To solve the problem of adding fractions with unlike denominators, we need to follow these steps:
1. Find the Least Common Denominator (LCD): The LCD is the smallest number that is a multiple of both denominators.
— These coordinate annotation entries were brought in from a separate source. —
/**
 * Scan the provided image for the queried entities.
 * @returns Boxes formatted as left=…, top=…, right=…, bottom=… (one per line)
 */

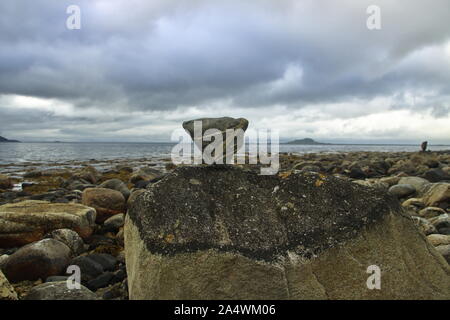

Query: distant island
left=0, top=136, right=20, bottom=142
left=286, top=138, right=331, bottom=145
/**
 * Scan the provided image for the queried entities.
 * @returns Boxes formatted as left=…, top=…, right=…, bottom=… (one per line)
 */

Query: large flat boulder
left=125, top=166, right=450, bottom=299
left=0, top=200, right=96, bottom=248
left=25, top=281, right=98, bottom=300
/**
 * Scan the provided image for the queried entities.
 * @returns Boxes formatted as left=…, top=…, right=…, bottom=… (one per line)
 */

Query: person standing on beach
left=421, top=141, right=428, bottom=152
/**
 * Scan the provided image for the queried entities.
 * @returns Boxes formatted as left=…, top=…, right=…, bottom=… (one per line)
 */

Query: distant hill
left=286, top=138, right=331, bottom=145
left=0, top=136, right=20, bottom=142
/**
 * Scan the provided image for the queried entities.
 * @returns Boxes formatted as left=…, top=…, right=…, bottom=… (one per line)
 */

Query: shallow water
left=0, top=142, right=450, bottom=166
left=0, top=143, right=450, bottom=177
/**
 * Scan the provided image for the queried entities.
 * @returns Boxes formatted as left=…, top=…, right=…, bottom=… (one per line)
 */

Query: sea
left=0, top=142, right=450, bottom=165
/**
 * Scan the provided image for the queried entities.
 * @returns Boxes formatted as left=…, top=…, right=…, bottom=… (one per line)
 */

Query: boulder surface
left=125, top=166, right=450, bottom=299
left=0, top=200, right=96, bottom=248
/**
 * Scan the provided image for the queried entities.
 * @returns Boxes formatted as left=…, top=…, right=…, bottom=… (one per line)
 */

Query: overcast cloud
left=0, top=0, right=450, bottom=143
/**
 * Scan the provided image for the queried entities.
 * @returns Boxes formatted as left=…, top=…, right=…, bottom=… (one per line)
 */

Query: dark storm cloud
left=0, top=0, right=450, bottom=141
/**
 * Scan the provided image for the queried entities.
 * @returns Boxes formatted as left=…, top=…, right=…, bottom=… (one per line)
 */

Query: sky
left=0, top=0, right=450, bottom=144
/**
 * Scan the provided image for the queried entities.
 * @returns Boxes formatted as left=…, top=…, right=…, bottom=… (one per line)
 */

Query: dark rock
left=130, top=167, right=163, bottom=185
left=45, top=276, right=69, bottom=282
left=86, top=234, right=116, bottom=250
left=99, top=179, right=130, bottom=200
left=87, top=253, right=117, bottom=271
left=424, top=168, right=450, bottom=182
left=70, top=256, right=104, bottom=284
left=46, top=229, right=85, bottom=256
left=438, top=227, right=450, bottom=236
left=134, top=180, right=150, bottom=189
left=2, top=239, right=71, bottom=282
left=102, top=213, right=125, bottom=232
left=349, top=167, right=367, bottom=179
left=86, top=272, right=114, bottom=291
left=436, top=244, right=450, bottom=264
left=25, top=281, right=98, bottom=300
left=389, top=184, right=416, bottom=198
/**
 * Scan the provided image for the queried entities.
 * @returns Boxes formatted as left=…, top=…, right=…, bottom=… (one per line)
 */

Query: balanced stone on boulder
left=0, top=200, right=96, bottom=248
left=183, top=117, right=248, bottom=163
left=125, top=166, right=450, bottom=299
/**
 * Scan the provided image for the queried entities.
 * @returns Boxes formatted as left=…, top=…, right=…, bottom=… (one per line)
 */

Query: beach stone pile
left=125, top=166, right=450, bottom=299
left=0, top=162, right=164, bottom=300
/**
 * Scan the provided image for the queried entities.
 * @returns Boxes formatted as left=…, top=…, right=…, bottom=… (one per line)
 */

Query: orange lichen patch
left=314, top=173, right=326, bottom=187
left=278, top=171, right=292, bottom=179
left=314, top=179, right=324, bottom=187
left=11, top=279, right=42, bottom=300
left=164, top=234, right=175, bottom=243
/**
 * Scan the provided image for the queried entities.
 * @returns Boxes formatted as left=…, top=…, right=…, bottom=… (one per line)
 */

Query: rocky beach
left=0, top=145, right=450, bottom=300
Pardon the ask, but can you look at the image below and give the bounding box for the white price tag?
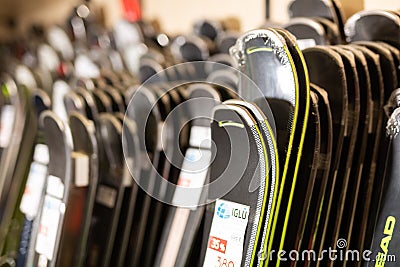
[189,126,211,148]
[33,144,50,165]
[46,175,64,199]
[0,105,15,147]
[297,39,317,50]
[203,200,250,267]
[72,152,89,187]
[96,185,117,209]
[19,162,47,220]
[172,148,211,210]
[35,196,61,260]
[122,164,133,187]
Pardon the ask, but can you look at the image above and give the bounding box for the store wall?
[142,0,268,33]
[0,0,400,39]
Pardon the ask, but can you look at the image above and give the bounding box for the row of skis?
[0,0,400,267]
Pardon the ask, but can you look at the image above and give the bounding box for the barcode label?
[46,175,64,199]
[19,162,47,220]
[0,105,15,147]
[72,152,89,187]
[297,39,317,50]
[36,196,62,260]
[189,126,211,148]
[203,200,250,267]
[96,185,117,209]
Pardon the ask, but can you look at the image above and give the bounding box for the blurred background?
[0,0,400,40]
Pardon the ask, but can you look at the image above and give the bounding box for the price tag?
[0,105,15,147]
[172,148,211,210]
[33,144,50,165]
[297,39,317,50]
[189,126,211,148]
[72,152,89,187]
[35,196,62,260]
[19,162,47,220]
[203,200,250,267]
[46,175,64,199]
[96,185,117,209]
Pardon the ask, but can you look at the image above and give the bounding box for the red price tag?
[208,236,228,254]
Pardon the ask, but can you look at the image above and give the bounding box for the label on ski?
[203,200,250,267]
[96,185,117,209]
[35,196,62,260]
[72,152,89,187]
[19,162,47,220]
[172,148,211,209]
[46,175,64,199]
[157,121,164,151]
[297,39,317,50]
[33,144,50,165]
[122,158,133,187]
[189,126,211,148]
[0,105,15,147]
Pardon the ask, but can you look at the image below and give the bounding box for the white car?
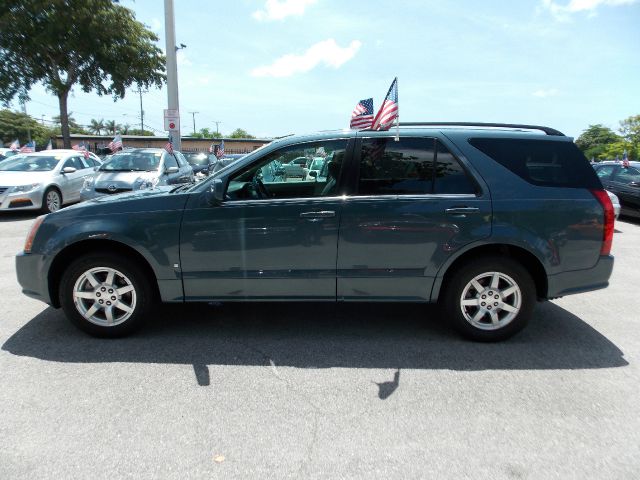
[0,150,102,213]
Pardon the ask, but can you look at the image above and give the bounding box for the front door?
[180,140,347,301]
[337,137,491,301]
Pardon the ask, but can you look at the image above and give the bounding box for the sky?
[14,0,640,138]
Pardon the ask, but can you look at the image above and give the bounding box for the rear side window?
[469,138,602,189]
[358,137,476,195]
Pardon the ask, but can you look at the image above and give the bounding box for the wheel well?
[440,244,548,298]
[47,240,160,308]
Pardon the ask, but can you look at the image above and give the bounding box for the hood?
[93,171,158,188]
[0,170,54,187]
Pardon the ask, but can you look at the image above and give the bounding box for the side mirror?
[206,178,224,206]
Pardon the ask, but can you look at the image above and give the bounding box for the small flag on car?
[107,133,122,152]
[164,133,173,155]
[371,77,400,130]
[349,98,373,130]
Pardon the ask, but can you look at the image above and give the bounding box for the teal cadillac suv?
[16,123,614,341]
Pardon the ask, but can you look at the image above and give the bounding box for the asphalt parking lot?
[0,214,640,479]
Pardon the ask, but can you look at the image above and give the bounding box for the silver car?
[0,150,102,213]
[80,148,195,200]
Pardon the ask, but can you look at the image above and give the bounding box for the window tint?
[358,138,435,195]
[596,165,616,180]
[227,140,347,200]
[434,142,477,194]
[469,138,602,188]
[613,167,640,183]
[164,153,178,170]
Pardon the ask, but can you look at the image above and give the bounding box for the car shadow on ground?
[2,302,628,385]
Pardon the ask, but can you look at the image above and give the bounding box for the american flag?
[164,134,173,155]
[349,98,373,130]
[107,133,122,152]
[371,77,399,130]
[20,140,36,153]
[71,141,89,158]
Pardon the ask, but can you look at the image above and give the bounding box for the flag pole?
[394,77,400,142]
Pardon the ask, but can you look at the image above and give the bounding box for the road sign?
[164,109,180,131]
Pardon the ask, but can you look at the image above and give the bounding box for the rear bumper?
[16,252,51,305]
[547,255,613,298]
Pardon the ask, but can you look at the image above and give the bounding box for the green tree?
[0,109,58,149]
[89,118,104,135]
[620,115,640,160]
[0,0,165,148]
[229,128,256,138]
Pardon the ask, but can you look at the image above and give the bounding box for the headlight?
[13,183,40,193]
[82,177,95,190]
[24,215,46,253]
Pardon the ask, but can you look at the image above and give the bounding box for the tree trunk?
[58,90,71,148]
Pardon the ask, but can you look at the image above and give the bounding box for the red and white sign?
[164,109,180,131]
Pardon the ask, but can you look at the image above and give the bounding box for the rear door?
[337,137,491,301]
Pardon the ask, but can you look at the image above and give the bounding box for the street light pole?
[164,0,182,150]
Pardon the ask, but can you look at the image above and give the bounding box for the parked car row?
[593,161,640,218]
[0,148,245,213]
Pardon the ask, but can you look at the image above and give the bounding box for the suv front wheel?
[442,256,536,342]
[60,254,153,337]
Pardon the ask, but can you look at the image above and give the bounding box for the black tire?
[42,187,62,213]
[440,256,536,342]
[60,254,154,338]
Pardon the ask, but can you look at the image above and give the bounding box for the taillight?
[24,215,46,253]
[591,190,615,255]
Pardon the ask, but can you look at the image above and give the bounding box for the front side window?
[227,140,347,200]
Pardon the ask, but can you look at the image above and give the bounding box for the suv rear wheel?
[442,256,536,342]
[60,254,153,337]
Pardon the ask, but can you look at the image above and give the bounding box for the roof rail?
[400,122,565,137]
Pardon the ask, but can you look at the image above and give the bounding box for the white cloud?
[542,0,638,20]
[531,88,560,98]
[251,38,362,77]
[252,0,317,21]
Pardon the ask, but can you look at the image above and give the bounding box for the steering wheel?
[251,176,271,198]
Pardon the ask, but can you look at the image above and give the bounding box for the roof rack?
[400,122,565,137]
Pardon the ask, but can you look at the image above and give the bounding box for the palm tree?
[89,118,104,135]
[104,120,121,135]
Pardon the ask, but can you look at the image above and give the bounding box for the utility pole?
[189,112,200,135]
[164,0,182,150]
[138,85,147,135]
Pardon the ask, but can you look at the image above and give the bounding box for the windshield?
[184,153,209,169]
[100,152,162,172]
[0,155,60,172]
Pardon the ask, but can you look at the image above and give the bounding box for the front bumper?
[16,252,52,305]
[0,187,44,210]
[547,255,613,298]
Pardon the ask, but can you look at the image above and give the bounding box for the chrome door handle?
[444,207,480,215]
[300,210,336,218]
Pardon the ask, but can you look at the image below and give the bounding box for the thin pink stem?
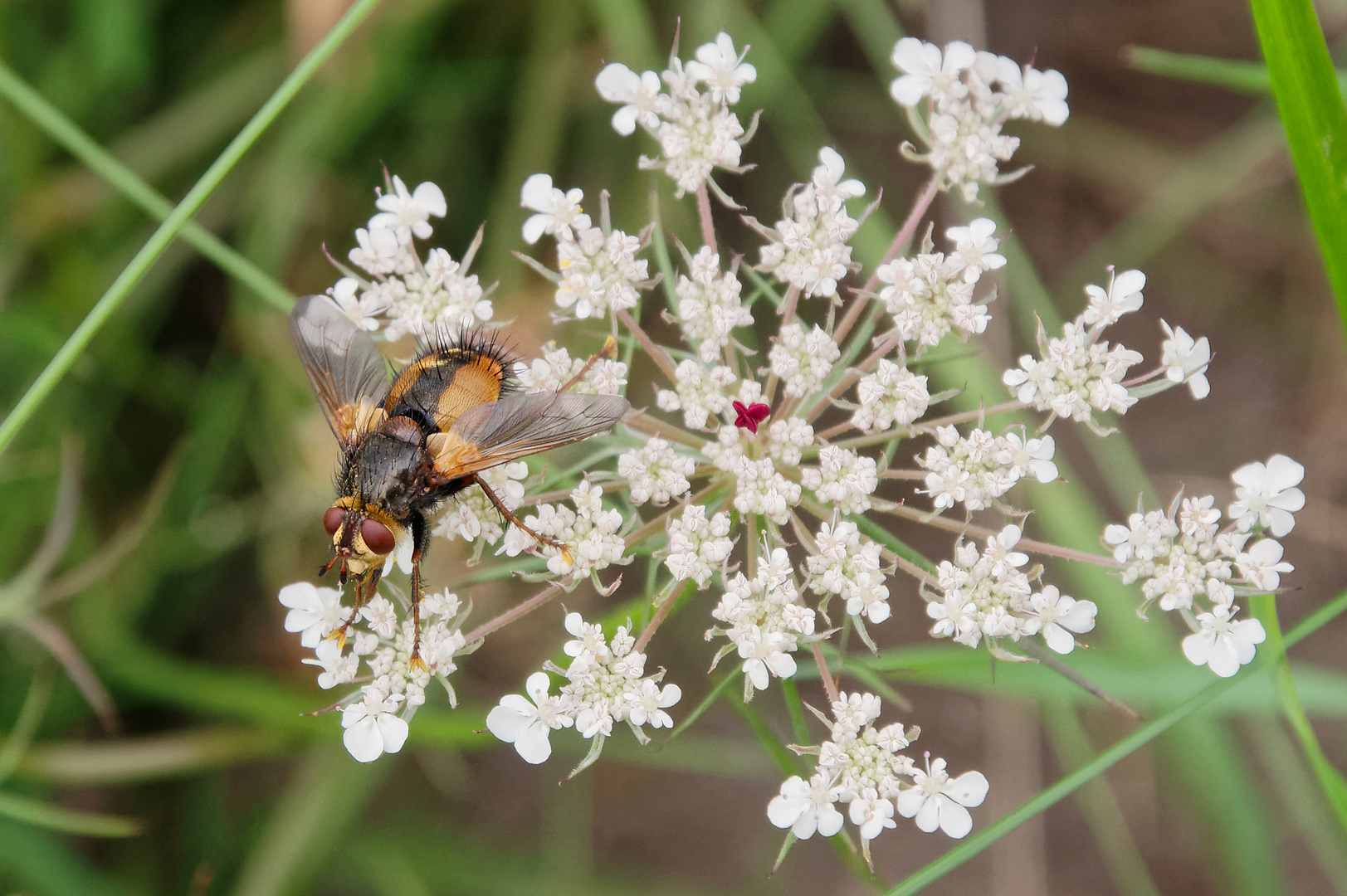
[811,641,842,708]
[463,585,562,644]
[696,183,720,252]
[832,177,940,345]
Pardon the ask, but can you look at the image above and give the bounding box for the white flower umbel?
[1183,606,1267,678]
[341,683,408,762]
[594,32,757,195]
[674,246,759,363]
[746,147,865,298]
[486,613,683,775]
[1159,321,1211,399]
[891,37,1068,202]
[1230,454,1306,538]
[617,436,696,507]
[664,504,735,589]
[874,218,1001,354]
[431,460,528,544]
[1103,454,1304,676]
[917,426,1057,511]
[486,672,575,765]
[501,480,631,581]
[519,339,627,395]
[768,324,842,397]
[806,520,891,622]
[705,547,813,701]
[327,175,495,341]
[1001,270,1145,432]
[852,358,930,432]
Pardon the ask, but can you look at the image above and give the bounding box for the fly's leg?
[557,337,617,390]
[411,547,426,672]
[327,568,383,647]
[473,475,575,563]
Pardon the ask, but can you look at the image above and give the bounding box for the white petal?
[486,694,538,743]
[519,174,556,213]
[944,772,990,806]
[374,713,408,753]
[515,723,552,765]
[412,181,448,218]
[915,796,941,834]
[937,799,973,840]
[524,214,554,246]
[341,715,384,762]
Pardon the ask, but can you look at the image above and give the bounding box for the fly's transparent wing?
[290,295,388,446]
[430,392,632,475]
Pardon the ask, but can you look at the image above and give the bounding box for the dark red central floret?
[735,402,772,432]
2. Rewrite each fraction with the LCD as the denominator: This involves multiplying both the numerator and the denominator of each fraction by the appropriate factor to get the equivalent fraction with the LCD.
3. Add the numerators: Once the fractions have the same denominator, add the numerators and keep the denominator the same.
4. Simplify the result if possible: Reduce the fraction to its simplest form.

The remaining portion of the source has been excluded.